The Sillence classification divides OI into four types based on clinical and radiographic criteria. Additional types have been proposed based on histologic distinctions.
Osteogenesis Imperfecta Type I (Mild):
This form is sufficiently mild that it is often found in large pedigrees. Many type I families have blue sclerae, recurrent fractures in childhood, and presenile hearing loss (30–60%). Both types I and IV are divided into A and B subtypes, depending on the absence (A) or presence (B) of dentinogenesis imperfecta. Other possible connective tissue abnormalities include easy bruising, joint laxity, and mild short stature compared with family members. Fractures result from mild to moderate trauma and decrease after puberty.
Osteogenesis Imperfecta Type II (Perinatal Lethal):
These infants may be stillborn or die in the 1st yr of life. Birthweight and length are small for gestational age. There is extreme fragility of the skeleton and other connective tissues. There are multiple intrauterine fractures of long bones, which have a crumpled appearance on radiographs. There are striking micromelia and bowing of extremities; the legs are held abducted at right angles to the body in the “frog-leg position.” Multiple rib fractures create a beaded appearance and the small thorax contributes to respiratory insufficiency. The skull is large for body size with enlarged anterior and posterior fontanelles. Sclerae are dark blue-gray
Osteogenesis Imperfecta Type III (Progressive Deforming):
This is the most severe nonlethal form of OI and results in significant physical disability. Birthweight and length are often low normal. Fractures usually occur in utero. There is relative macrocephaly and triangular facies . Postnatally, fractures occur from inconsequential trauma and heal with deformity. Disorganization of the bone matrix results in a “popcorn” appearance at the metaphyses . The rib cage has flaring at the base, and pectal deformity is frequent. Virtually all type III patients have scoliosis and vertebral compression. Growth falls below the curve by the 1st year; all type III patients have extreme short stature. Scleral hue ranges from white to blue.

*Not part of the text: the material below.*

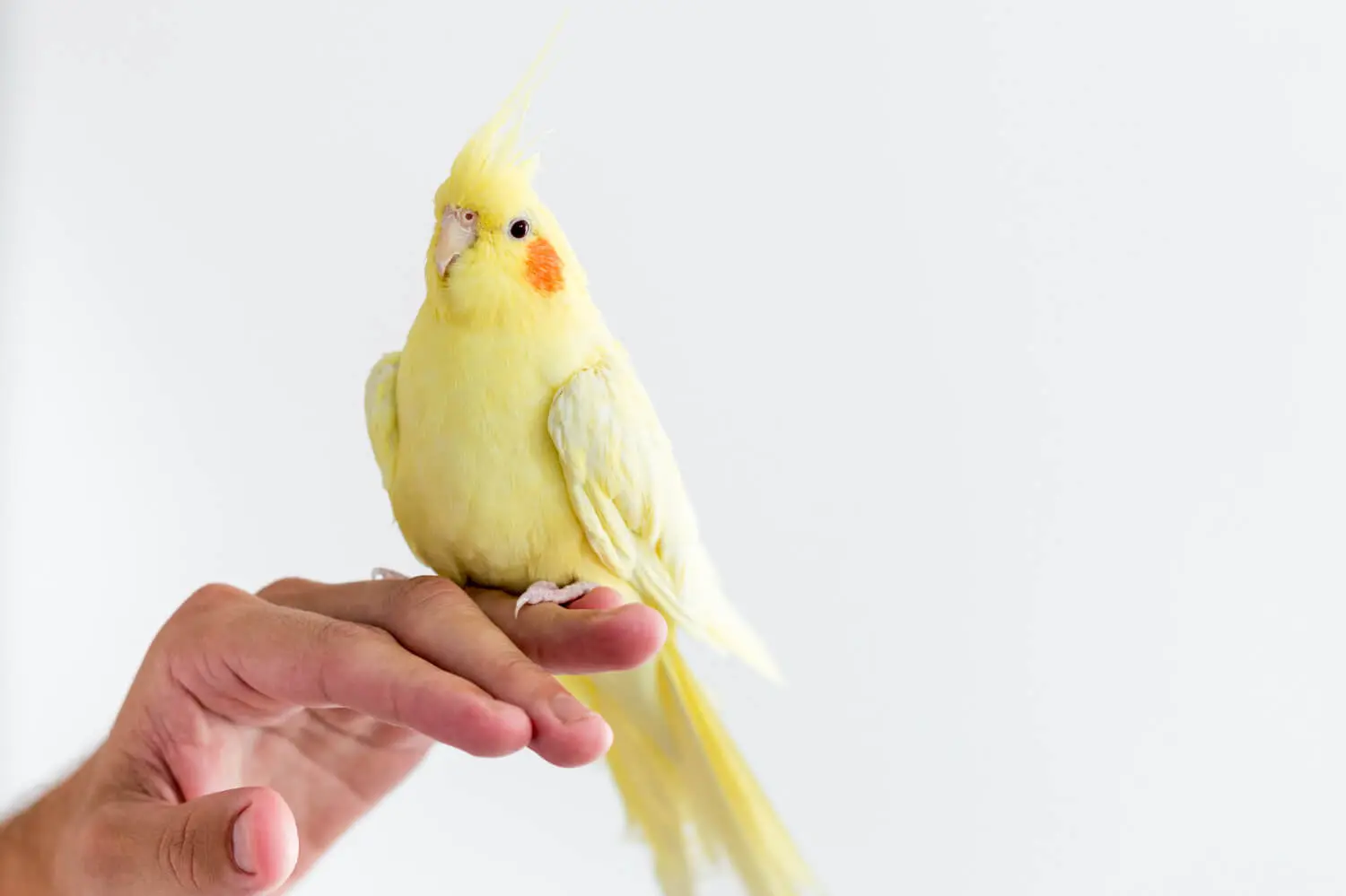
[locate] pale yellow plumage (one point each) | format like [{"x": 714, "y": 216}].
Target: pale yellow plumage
[{"x": 517, "y": 446}]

Osteogenesis Imperfecta Type IV (Moderately Severe):
Patients with OI type IV may present at birth with in utero fractures or bowing of lower long bones. They may also present with recurrent fractures after ambulation. Most children have moderate bowing even with infrequent fractures. Children with OI type IV require orthopedic and rehabilitation intervention, but they are usually able to attain community ambulation skills. Fracture rates decrease after puberty. Radiographically, they are osteoporotic and have metaphyseal flaring and vertebral compressions. Patients with type IV have moderate short stature. Scleral hue may be blue or white.
Osteogenesis Imperfecta Type V (Hyperplastic Callus), Type VI (Mineralization Defect), and Type VII (Autosomal Recessive):
There has been a proposal to distinguish as distinct types small groups of patients who clinically have OI type IV, but have distinct findings on bone biopsy. They constitute about 5% of OI populations and have negative collagen mutation screening. Type V patients also have hyperplastic callus, calcification of the interosseous membrane of the forearm, and a radiodense metaphyseal band. Type VII maps to chromosome 3p22–24 and is a hypomorphic defect of CRTAP.